On the other hand, these generalizations mask big differences among immigration streams. For example, only a third of Mexican immigrants 25 and older had completed at least high school last year compared with nearly nine in 10 of American natives. On the other hand, the adult foreign-born from Africa outdid even native-born Americans.
Incomes also show wide divergence. In 1999, the average Latin American-born household earned $29,388, far less than the native household. On the other hand, Asian-born households averaged $51,363, well above the average native-born household.
Some experts, such as Professor Borjas of Harvard, worry that new ethnic divisions and tensions could arise if immigrants take several generations to catch up to American standards.
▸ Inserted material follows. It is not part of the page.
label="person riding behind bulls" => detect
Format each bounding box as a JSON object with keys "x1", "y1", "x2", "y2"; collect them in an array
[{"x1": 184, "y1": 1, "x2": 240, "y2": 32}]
But that's not the experience of Holly Romero, daughter of a Vietnamese mother and American Vietnam veteran whose family came here in 1975.
"It was hard, we came with nothing," she recalls. "We sharecropped in Mississippi, mom made egg rolls and catered at country clubs, we worked at chicken factories, and everyone lived together.... We came here with the idea of 'make no ruckus,' don't draw attention to ourselves, and get the best education that we could." She is now an administrative assistant in Houston.